As presidenti­al candidates promise to subsidize flying cars (Trump), free community college tuition (Biden) and “affordable” housing via 3% government-backed bonds (Kennedy), I think about how bewildered and horrified The Founding Fathers would be by such promises.

On the Fourth of July almost 250 years ago, they signed the Declaratio­n of Independen­ce, marking the birth of our nation.

They did not want life dominated by politician­s. They wanted a society made up of free individual­s. They believed every human being has “unalienabl­e rights” to life, liberty and (justly acquired) property.

The blueprints created by the Declaratio­n of Independen­ce and the Constituti­on gradually created the freest and most prosperous nation in the history of the world.

Before 1776, people thought there was a “divine right” of kings and nobles to rule over them.

America succeeded because the founders rejected that belief.

In the Virginia Declaratio­n of Rights, George Mason wrote, “All power is vested in, and consequent­ly derived from, the people.”

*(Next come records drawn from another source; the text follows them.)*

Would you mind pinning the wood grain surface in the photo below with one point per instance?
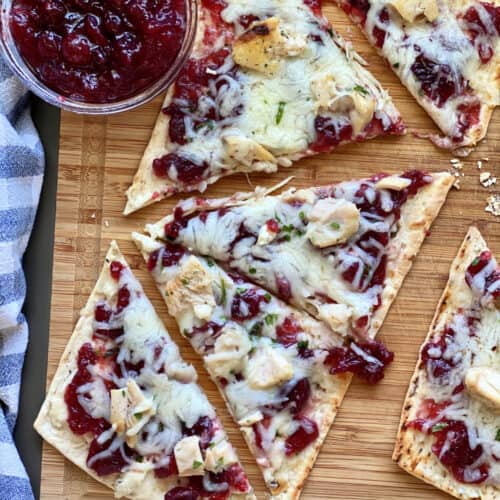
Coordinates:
(98, 158)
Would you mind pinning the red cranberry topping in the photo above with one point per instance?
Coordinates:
(102, 313)
(182, 493)
(357, 9)
(79, 421)
(179, 168)
(286, 332)
(483, 35)
(273, 226)
(284, 288)
(246, 305)
(167, 470)
(329, 135)
(306, 434)
(115, 269)
(345, 359)
(432, 355)
(204, 428)
(111, 464)
(98, 51)
(378, 33)
(438, 80)
(299, 395)
(123, 298)
(453, 448)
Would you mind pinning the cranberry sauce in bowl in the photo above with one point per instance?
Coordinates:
(99, 56)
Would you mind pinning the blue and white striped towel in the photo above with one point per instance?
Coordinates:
(21, 174)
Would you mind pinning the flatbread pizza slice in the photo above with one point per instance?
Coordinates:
(268, 82)
(126, 408)
(339, 252)
(446, 52)
(450, 427)
(282, 373)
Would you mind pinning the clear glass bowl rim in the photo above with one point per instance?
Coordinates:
(15, 61)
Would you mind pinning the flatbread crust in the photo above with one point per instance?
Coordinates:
(413, 451)
(417, 215)
(51, 422)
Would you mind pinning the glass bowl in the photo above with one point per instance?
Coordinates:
(16, 62)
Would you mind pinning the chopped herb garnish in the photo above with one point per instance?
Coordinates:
(280, 112)
(223, 295)
(303, 344)
(439, 427)
(360, 89)
(270, 319)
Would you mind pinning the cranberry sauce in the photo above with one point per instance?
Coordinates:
(101, 51)
(368, 365)
(482, 25)
(451, 442)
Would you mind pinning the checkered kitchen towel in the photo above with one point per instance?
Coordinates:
(21, 173)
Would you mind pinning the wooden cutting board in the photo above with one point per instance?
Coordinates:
(98, 158)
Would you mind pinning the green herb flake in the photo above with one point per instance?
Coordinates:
(223, 295)
(439, 427)
(280, 112)
(361, 89)
(269, 319)
(303, 344)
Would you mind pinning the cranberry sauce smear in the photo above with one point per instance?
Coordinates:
(100, 51)
(368, 366)
(483, 34)
(79, 421)
(306, 434)
(451, 443)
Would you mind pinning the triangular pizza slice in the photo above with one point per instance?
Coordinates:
(450, 426)
(282, 373)
(339, 252)
(126, 408)
(268, 82)
(447, 53)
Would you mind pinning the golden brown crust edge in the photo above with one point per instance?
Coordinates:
(412, 450)
(72, 446)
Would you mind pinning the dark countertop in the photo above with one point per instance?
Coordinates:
(38, 269)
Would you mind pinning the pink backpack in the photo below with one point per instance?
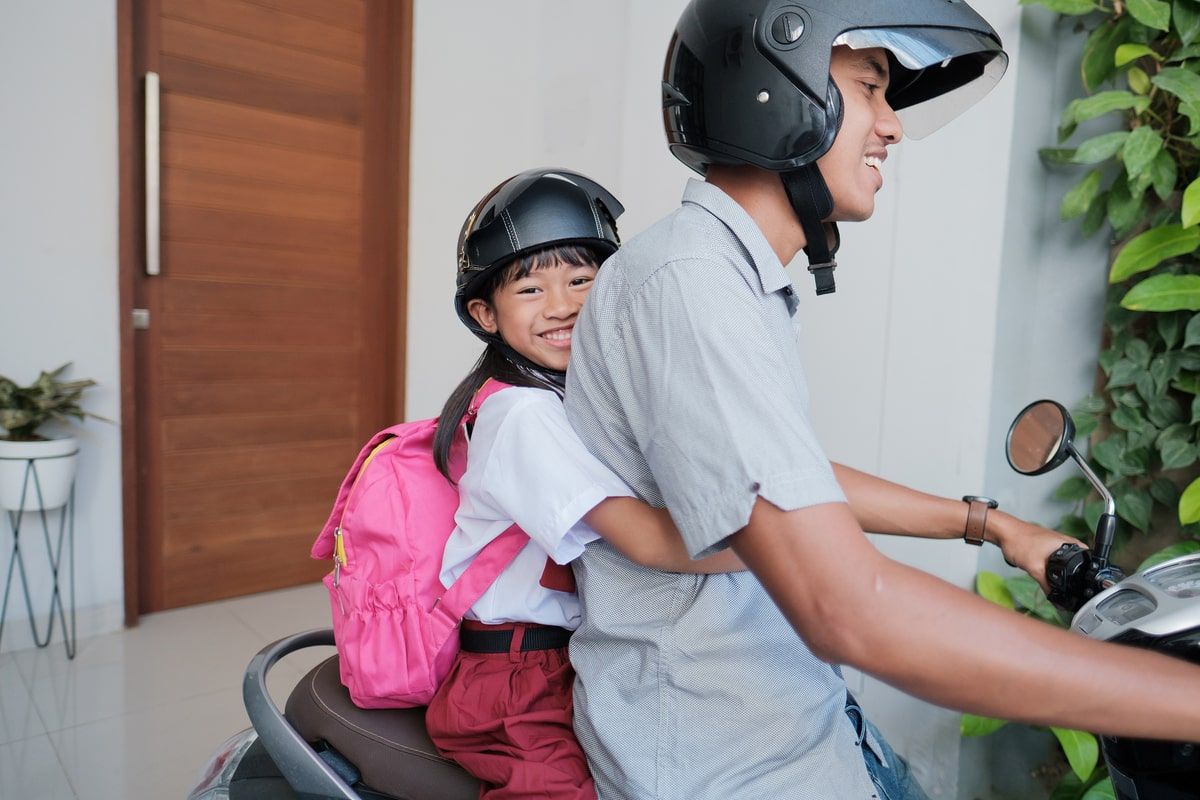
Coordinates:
(396, 626)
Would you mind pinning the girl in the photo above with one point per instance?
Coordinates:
(527, 256)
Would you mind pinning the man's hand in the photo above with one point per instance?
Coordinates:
(1025, 545)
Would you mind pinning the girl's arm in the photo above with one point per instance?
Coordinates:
(647, 536)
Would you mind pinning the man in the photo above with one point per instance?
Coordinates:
(685, 379)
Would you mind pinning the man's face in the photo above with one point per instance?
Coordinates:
(852, 167)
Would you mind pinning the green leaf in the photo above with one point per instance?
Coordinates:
(1081, 750)
(1151, 248)
(1125, 373)
(1165, 492)
(1177, 455)
(1192, 332)
(1168, 553)
(1079, 199)
(1185, 53)
(1072, 489)
(1167, 366)
(977, 726)
(1163, 410)
(1101, 148)
(991, 587)
(1127, 53)
(1134, 507)
(1187, 20)
(1057, 156)
(1029, 595)
(1183, 84)
(1189, 503)
(1125, 209)
(1098, 61)
(1163, 174)
(1084, 425)
(1102, 791)
(1139, 353)
(1165, 293)
(1138, 80)
(1140, 150)
(1128, 419)
(1073, 7)
(1069, 788)
(1191, 211)
(1105, 102)
(1152, 13)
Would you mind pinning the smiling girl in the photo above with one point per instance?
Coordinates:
(527, 257)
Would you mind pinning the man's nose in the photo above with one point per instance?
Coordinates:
(888, 125)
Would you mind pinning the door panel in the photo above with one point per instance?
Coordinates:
(273, 350)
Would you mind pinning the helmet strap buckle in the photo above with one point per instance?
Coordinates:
(811, 202)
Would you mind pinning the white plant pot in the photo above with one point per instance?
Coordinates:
(55, 462)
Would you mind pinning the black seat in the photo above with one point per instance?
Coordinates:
(389, 746)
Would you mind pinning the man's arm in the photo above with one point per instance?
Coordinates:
(646, 535)
(885, 507)
(853, 606)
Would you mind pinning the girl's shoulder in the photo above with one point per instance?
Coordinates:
(517, 405)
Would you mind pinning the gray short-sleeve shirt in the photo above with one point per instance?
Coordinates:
(685, 379)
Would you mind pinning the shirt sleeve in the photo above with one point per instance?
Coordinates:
(717, 402)
(540, 474)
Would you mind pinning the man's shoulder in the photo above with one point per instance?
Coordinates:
(687, 239)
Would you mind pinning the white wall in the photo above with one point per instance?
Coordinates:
(959, 301)
(58, 262)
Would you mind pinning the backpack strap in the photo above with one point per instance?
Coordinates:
(483, 572)
(490, 388)
(323, 547)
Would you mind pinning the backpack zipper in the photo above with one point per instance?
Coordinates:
(339, 542)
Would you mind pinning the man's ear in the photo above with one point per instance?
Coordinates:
(483, 313)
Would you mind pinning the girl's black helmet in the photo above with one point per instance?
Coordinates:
(531, 211)
(747, 82)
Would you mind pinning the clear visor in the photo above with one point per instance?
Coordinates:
(937, 72)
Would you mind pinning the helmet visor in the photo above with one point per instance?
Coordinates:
(937, 72)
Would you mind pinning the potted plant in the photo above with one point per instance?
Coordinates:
(23, 410)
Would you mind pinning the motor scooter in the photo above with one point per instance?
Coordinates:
(323, 746)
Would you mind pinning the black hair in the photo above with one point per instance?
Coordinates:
(493, 362)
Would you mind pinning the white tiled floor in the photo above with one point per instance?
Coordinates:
(136, 714)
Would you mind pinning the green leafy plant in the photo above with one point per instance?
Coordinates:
(1140, 68)
(23, 409)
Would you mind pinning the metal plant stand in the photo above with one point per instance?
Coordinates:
(54, 554)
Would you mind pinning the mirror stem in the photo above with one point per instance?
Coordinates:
(1107, 528)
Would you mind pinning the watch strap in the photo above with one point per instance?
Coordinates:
(977, 521)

By contrast, Kennedy and Biden make promises that resemble the United Nations’ “Universal Declaratio­n of Human Rights.” UN bureaucrat­s say every person deserves “holidays with pay ... clothing, housing and medical care and necessary social services.”

The founders made it clear that government­s should be limited. They didn’t think we had a claim on our neighbor’s money. We shouldn’t try to force them to pay for our food, clothing, housing, prescripti­on drugs, college tuition …

They believe you have the right to be left alone to pursue happiness as you see fit.

For a while, the US government stayed modest. Politician­s mostly let citizens decide our own paths, choose where to live, what jobs to take and what to say.

There were a small number of “public servants.” But they weren’t our bosses.

Patrick Henry declared: “The governing persons are the servants of the people.”

Yet now there are 23 million government employees. Some think they are in charge of everything.

Rep. Alexandria Ocasio-Cortez, pushing her Green New Deal, declared herself “the boss.”

The Biden administra­tion wants to decide what kind of car you should drive.

During the pandemic, politician­s ordered people to stay home, schools to shut down and businesses to close.

Then, as often happens in “Big Government World,” people harmed by government edicts ask politician­s to compensate them.

After government­s banned Fourth of July fireworks, the American Pyrotechni­cs Associatio­n requested “relief in the next Senate COVID package to address the unique and specific costs to this industry,” reported the NYT. “The industry hopes Congress will earmark $175 million for it in another stimulus bill.”

Today the politicall­y connected routinely lobby passionate­ly to get bigger chunks of your money.

For some of you, the last straw was when the administra­tion demanded you inject a chemical into your body.

When some resisted vaccinatio­ns, Biden warned, “Our patience is wearing thin.”

His patience? Who does he think he is? My father? My king?

At least Kennedy doesn’t say things like that. But he does say absurd things. In a few weeks I’ll release my sitdown interview with him, and you can decide for yourself whether he’s a good candidate.

This Fourth of July, remember Milton Friedman’s question: “How can we keep the government we create from becoming a Frankenste­in that will destroy the very freedom we establish it to protect?”